The sites — which are on commercial servers — were "compromised for approximately 30 minutes," but were kept offline while investigators looked into the incident, Central Command said in a statement Monday evening. As of 8:30 p.m. ET, the sites were still unavailable to the public.

The hackers titled the Central Command Twitter page "CyberCaliphate" with an underline that said "i love you isis." And the broader message referred to the ongoing airstrikes against ISIS and threatened, "We broke into your networks and personal devices and know everything about you. You'll see no mercy infidels. ISIS is already here, we are in your PCs, in each military base."

White House spokesman Josh Earnest told reporters that officials are looking into what happened and it is being taken seriously. He noted that Central Command's databases and website were not hacked, only social media website accounts.

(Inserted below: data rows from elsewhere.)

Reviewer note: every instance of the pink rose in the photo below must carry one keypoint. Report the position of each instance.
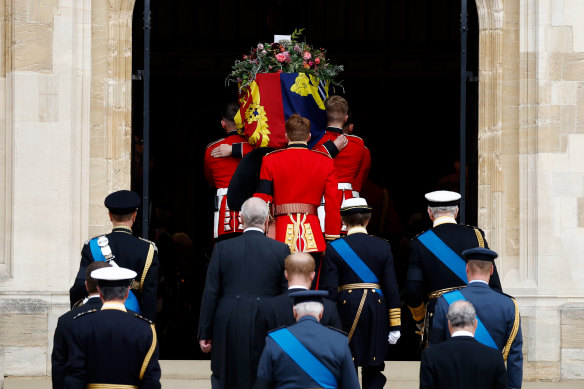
(287, 56)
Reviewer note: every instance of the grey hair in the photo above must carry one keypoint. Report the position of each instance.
(254, 212)
(461, 313)
(309, 308)
(110, 293)
(444, 211)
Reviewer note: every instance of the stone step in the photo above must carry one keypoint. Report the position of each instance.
(195, 374)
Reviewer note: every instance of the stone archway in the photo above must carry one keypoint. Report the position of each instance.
(110, 106)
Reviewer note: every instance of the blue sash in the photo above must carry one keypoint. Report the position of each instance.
(304, 358)
(352, 259)
(131, 301)
(481, 334)
(444, 253)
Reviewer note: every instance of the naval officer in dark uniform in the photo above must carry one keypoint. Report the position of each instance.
(306, 354)
(435, 263)
(111, 347)
(360, 267)
(126, 251)
(497, 313)
(60, 353)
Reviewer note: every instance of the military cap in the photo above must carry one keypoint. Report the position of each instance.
(122, 202)
(479, 254)
(305, 296)
(113, 276)
(355, 205)
(442, 198)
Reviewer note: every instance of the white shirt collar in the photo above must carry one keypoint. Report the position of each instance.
(253, 229)
(462, 333)
(356, 230)
(443, 220)
(297, 287)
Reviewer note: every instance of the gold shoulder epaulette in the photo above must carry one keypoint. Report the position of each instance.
(338, 330)
(93, 237)
(85, 313)
(149, 241)
(212, 143)
(143, 318)
(276, 329)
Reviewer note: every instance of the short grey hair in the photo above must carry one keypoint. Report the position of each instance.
(309, 308)
(461, 313)
(254, 212)
(444, 211)
(110, 293)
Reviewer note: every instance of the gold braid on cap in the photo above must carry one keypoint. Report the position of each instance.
(418, 313)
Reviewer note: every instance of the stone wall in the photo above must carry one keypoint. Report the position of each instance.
(531, 162)
(65, 71)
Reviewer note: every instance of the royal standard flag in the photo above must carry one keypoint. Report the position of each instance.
(271, 98)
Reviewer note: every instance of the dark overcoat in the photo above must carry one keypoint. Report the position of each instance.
(462, 363)
(243, 271)
(329, 346)
(369, 342)
(61, 339)
(129, 252)
(499, 315)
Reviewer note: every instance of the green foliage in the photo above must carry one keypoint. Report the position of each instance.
(283, 57)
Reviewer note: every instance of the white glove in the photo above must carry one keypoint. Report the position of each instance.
(393, 337)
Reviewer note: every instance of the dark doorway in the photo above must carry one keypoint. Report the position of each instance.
(401, 79)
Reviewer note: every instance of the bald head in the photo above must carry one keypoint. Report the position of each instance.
(299, 269)
(254, 213)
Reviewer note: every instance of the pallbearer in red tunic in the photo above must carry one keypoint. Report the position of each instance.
(352, 158)
(221, 160)
(295, 180)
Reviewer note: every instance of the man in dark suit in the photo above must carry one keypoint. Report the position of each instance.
(111, 347)
(462, 362)
(497, 313)
(306, 354)
(120, 246)
(63, 330)
(277, 311)
(435, 263)
(360, 267)
(243, 271)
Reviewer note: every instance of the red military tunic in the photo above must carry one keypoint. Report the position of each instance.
(295, 180)
(218, 172)
(352, 163)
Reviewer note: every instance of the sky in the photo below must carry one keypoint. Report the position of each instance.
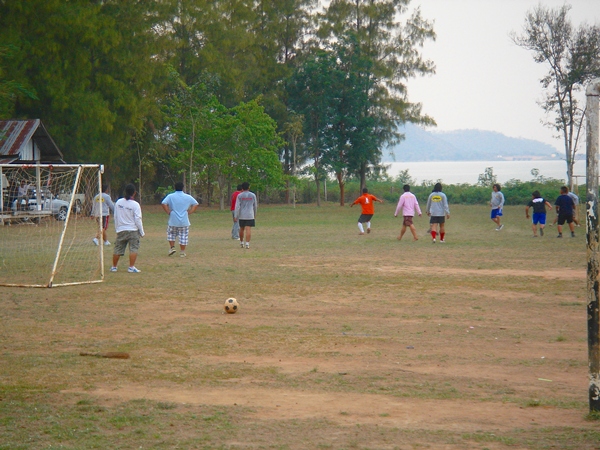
(483, 80)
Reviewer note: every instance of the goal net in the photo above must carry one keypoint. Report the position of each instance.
(46, 226)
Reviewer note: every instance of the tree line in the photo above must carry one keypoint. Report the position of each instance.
(219, 91)
(215, 92)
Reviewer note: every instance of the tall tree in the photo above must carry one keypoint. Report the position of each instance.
(386, 54)
(91, 66)
(573, 59)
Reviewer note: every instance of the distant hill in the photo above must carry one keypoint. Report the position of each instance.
(464, 145)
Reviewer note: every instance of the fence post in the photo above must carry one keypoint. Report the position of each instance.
(593, 264)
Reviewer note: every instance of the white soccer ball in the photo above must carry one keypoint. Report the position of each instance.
(231, 305)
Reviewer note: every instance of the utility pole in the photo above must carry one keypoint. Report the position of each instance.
(593, 264)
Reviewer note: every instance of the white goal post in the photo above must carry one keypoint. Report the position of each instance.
(46, 225)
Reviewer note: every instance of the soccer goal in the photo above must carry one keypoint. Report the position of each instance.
(46, 227)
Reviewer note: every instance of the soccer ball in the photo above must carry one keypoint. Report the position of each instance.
(231, 306)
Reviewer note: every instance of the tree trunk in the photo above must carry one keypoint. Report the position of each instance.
(318, 189)
(342, 186)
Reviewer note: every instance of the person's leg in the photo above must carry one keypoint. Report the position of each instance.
(433, 231)
(413, 230)
(132, 258)
(402, 231)
(361, 229)
(184, 235)
(242, 231)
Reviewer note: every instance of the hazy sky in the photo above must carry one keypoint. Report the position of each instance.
(483, 80)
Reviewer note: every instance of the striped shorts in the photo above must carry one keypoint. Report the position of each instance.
(181, 232)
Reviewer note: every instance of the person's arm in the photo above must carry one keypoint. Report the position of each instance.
(138, 220)
(399, 206)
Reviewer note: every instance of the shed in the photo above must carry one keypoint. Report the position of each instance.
(27, 141)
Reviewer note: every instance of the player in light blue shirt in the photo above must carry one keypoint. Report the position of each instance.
(178, 205)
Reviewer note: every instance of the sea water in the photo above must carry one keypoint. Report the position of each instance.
(457, 172)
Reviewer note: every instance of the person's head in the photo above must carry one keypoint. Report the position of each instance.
(129, 191)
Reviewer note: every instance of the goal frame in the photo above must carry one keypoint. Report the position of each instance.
(6, 218)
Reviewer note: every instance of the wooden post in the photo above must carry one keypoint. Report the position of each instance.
(592, 148)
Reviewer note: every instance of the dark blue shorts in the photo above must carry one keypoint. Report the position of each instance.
(539, 218)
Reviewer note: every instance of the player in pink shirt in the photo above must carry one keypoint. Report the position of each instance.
(409, 204)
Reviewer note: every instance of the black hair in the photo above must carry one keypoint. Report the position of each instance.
(129, 191)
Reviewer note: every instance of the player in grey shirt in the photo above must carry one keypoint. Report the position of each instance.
(246, 205)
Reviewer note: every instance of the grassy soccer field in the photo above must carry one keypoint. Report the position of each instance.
(341, 341)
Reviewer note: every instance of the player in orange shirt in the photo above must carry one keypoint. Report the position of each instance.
(368, 209)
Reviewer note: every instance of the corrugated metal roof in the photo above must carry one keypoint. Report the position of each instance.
(16, 134)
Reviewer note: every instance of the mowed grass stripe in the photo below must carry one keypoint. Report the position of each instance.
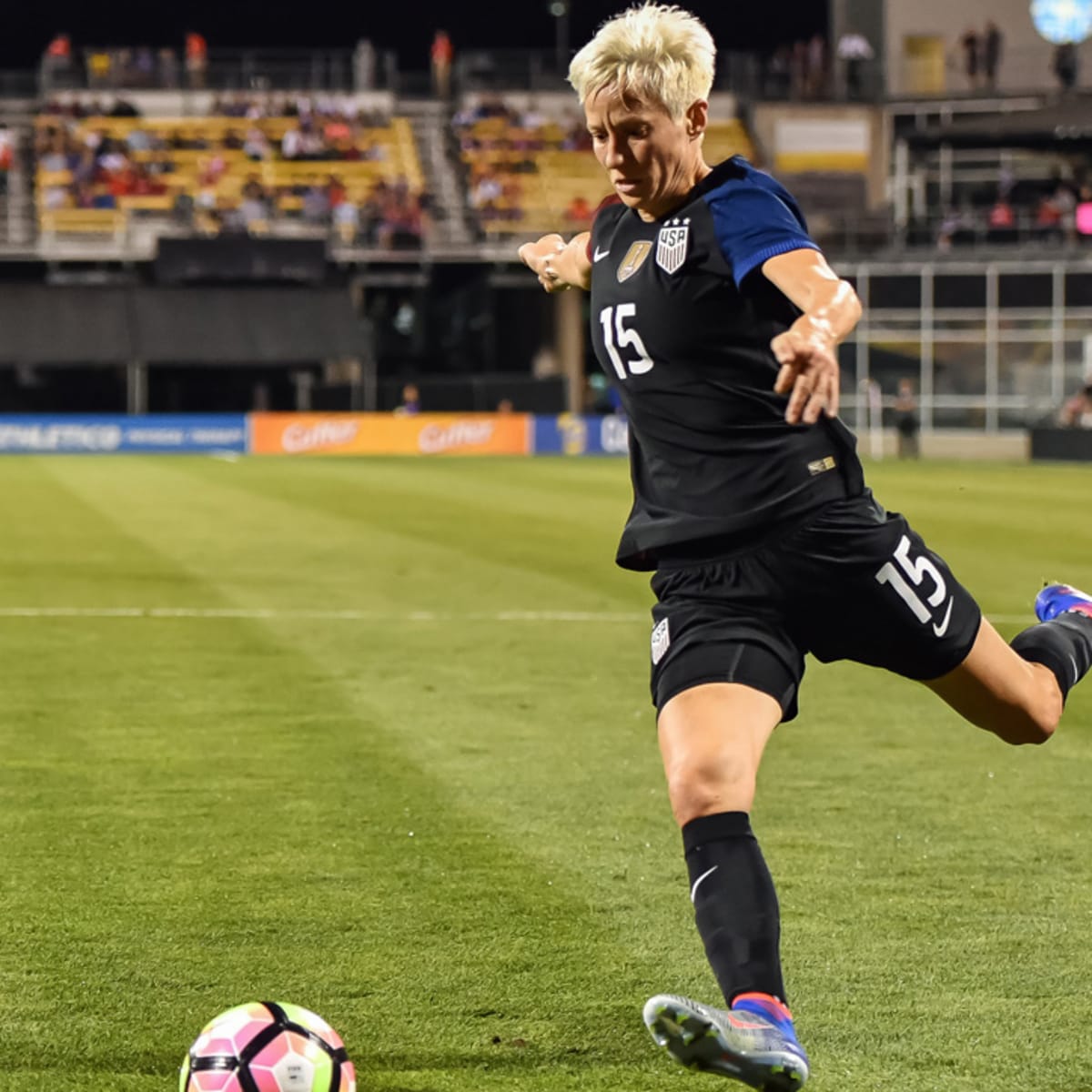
(934, 884)
(228, 742)
(315, 541)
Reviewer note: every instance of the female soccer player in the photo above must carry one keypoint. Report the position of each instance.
(718, 320)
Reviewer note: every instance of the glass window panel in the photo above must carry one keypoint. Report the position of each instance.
(953, 290)
(895, 292)
(1026, 289)
(1024, 369)
(959, 367)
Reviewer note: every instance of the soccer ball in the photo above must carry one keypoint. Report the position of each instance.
(268, 1047)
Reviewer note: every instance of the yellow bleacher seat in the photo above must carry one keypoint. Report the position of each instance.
(359, 176)
(83, 222)
(147, 202)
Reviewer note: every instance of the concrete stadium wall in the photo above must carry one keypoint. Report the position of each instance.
(774, 118)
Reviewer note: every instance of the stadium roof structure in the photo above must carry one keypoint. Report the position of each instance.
(1062, 126)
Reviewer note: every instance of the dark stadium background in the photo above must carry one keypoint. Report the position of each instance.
(405, 27)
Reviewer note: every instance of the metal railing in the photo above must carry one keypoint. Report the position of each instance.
(977, 355)
(223, 70)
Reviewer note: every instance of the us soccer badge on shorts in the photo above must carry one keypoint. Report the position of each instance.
(672, 245)
(633, 260)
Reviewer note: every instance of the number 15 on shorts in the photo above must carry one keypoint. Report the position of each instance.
(911, 578)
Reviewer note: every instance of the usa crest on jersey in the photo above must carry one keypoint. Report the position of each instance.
(672, 245)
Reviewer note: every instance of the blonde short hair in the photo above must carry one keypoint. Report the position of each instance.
(653, 52)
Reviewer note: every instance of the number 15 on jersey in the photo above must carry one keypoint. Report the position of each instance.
(617, 337)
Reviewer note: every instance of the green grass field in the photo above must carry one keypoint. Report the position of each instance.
(375, 737)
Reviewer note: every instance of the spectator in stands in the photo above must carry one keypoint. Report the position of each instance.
(255, 208)
(1082, 214)
(257, 146)
(57, 60)
(6, 157)
(956, 227)
(992, 43)
(1066, 66)
(410, 401)
(906, 423)
(854, 50)
(1002, 221)
(316, 205)
(972, 57)
(814, 74)
(441, 55)
(1077, 413)
(197, 59)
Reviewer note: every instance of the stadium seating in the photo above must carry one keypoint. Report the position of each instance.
(186, 157)
(543, 180)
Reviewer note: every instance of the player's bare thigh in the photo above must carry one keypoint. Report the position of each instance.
(713, 737)
(998, 691)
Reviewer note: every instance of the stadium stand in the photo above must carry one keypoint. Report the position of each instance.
(531, 170)
(259, 167)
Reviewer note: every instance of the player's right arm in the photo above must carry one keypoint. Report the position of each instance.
(557, 263)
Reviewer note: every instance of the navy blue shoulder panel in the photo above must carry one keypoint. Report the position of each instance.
(754, 217)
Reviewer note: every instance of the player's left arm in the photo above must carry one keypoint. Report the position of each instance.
(807, 350)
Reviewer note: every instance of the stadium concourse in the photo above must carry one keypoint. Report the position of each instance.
(960, 218)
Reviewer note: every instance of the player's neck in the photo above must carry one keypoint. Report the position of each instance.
(672, 201)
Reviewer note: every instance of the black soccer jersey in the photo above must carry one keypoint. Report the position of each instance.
(683, 332)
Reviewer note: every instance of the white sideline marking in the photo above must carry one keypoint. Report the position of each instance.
(273, 614)
(259, 614)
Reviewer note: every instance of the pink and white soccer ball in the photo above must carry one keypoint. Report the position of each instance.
(268, 1046)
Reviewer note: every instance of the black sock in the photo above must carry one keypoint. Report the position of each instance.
(735, 905)
(1064, 644)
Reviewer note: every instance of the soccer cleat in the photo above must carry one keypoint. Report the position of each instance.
(1060, 599)
(753, 1042)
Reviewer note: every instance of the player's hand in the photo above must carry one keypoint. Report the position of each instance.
(809, 374)
(539, 257)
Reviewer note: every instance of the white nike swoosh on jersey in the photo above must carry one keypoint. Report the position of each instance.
(943, 628)
(697, 883)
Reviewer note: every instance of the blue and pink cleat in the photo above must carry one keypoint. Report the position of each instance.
(1060, 599)
(753, 1042)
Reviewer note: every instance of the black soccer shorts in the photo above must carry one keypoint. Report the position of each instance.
(854, 582)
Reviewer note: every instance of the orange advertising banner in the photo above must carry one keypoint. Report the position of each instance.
(383, 434)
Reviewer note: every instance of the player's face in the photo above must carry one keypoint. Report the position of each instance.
(651, 159)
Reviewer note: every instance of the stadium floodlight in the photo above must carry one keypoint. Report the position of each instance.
(1063, 21)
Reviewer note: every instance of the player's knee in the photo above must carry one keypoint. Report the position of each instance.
(1033, 725)
(711, 785)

White House examining incident

"There is a pretty significant difference between what is a large data breach and the hacking of a Twitter account," he said. "We're still examining and investigating the extent of this incident."

The hacker group could possibly be the same one that hijacked the websites or Twitter feeds of U.S. media outlets in the last month, including a Maryland television station and a New Mexico newspaper. The same logo, CyberCaliphate name and photo appeared on the Albuquerque Journal's website in late December when one of its stories was hacked. And earlier this month, it appeared that the same hackers breached the Journal's Twitter account and also took over the website and Twitter feed of WBOC-TV in Maryland.

The Central Command's area of responsibility includes Syria, Iraq, Afghanistan, and other countries in that region.

As news of the embarrassing hack emerged in Washington, President Barack Obama had just finished delivering a speech at the Federal Trade Commission on technology, privacy and data breaches.

Obama said identity theft is a growing problem that costs billions of dollars and can "ruin your life." He said the age of technology and digital innovation has created enormous vulnerabilities for the U.S. and cited the recent hack on Sony Pictures Entertainment as an example. 

"This is a direct threat to the economic security of American families and we need to stop it," Obama said in a speech to the Federal Trade Commission. "If we are going to be connected, we need to be protected."

The White House said the hack did not represent a public relations victory for ISIS or its sympathizers. Earnest said, however, that it is still being taken seriously.

"This is something that will attract prominent attention in the administration, because this is something we take seriously," he told reporters.


  • An earlier version of this story included an image that purported to show a U.S. military member. The photo was mislabelled. The soldier was not an American.